Thursday, May 05, 2011

The Obama Doctrine: Kill don't capture?

Without the ground work of the Bush years, there would have been no Navy Seal operation taking out Osama on May 1, however, John Yoo's point in the WSJ is interesting, isn't it? Osama bin Laden could have easily been taken alive. But if you kill the opponent, then you don't have to mess with those pesky ethical issues of interogation and imprisonment--those things about which Obama so vehemently criticized President Bush.
"Over the past two years, congressional pressure and the demands of the real world have forced Mr. Obama to give up his law-enforcement approach to terrorism. Thanks to congressional funding riders, Gitmo remains open and terrorist detainees there cannot be brought to the United States. Attorney General Holder has finally dropped his ill-conceived plan to prosecute al Qaeda leaders in Manhattan, and he has now restarted the military commissions devised by the Bush administration.

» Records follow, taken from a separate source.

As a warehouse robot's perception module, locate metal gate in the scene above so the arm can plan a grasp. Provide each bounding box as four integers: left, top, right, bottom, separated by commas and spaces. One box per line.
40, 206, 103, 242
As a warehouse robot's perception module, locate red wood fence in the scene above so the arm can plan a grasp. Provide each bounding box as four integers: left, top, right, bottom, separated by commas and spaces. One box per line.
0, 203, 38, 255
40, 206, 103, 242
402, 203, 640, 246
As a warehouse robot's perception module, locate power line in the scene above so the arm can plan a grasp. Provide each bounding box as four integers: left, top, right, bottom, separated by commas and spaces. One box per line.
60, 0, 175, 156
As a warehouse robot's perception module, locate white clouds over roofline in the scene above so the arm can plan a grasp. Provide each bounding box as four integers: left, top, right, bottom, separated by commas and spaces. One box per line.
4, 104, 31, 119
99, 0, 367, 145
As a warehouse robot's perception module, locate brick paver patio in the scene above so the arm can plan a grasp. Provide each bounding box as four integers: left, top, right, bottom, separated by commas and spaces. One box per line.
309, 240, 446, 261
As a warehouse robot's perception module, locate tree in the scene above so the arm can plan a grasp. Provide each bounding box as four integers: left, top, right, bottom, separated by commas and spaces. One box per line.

The repatriation of Gitmo detainees has also ceased, again due to congressional pressure. Mr. Obama's advisers have even publicly reaffirmed his authority to capture or kill terrorists as enemy combatants. Drone attacks have more than tripled.

Mr. Obama's policies now differ from their Bush counterparts mainly on the issue of interrogation. As Sunday's operation put so vividly on display, Mr. Obama would rather kill al Qaeda leaders—whether by drones or special ops teams—than wade through the difficult questions raised by their detention. This may have dissuaded Mr. Obama from sending a more robust force to attempt a capture."
John Yoo: From Guantanamo to Abbottabad - WSJ.com

3 comments:

Anonymous said...

Now you've done it. The left hates hates hates John Yoo. You could quote just about anyone else and get away with it.

Anonymous said...

I THINK IT WAS HANDLED PERFECTLY. We do not need the expense of 1 more prisoner at Gitmo or NY or anywhere else. This guy was a mass murderer and got just what was coming to him. A more robust force would have been more likely to have been seen, caught, shot at and captured. Or killed. What's wrong with a little blunt force, should Hitler have been caught and put on trial too??

Norma said...

The problem with civilian trials, and Holder and Obama know this, is you have to share the evidence. We'd be exposing so many of our people to danger with trying anyone in a civilian trial. Besides, why should enemy combatants have the protections of U.S. citizens? Obama avoided this by having him killed on the spot. Jury, judge, executioner.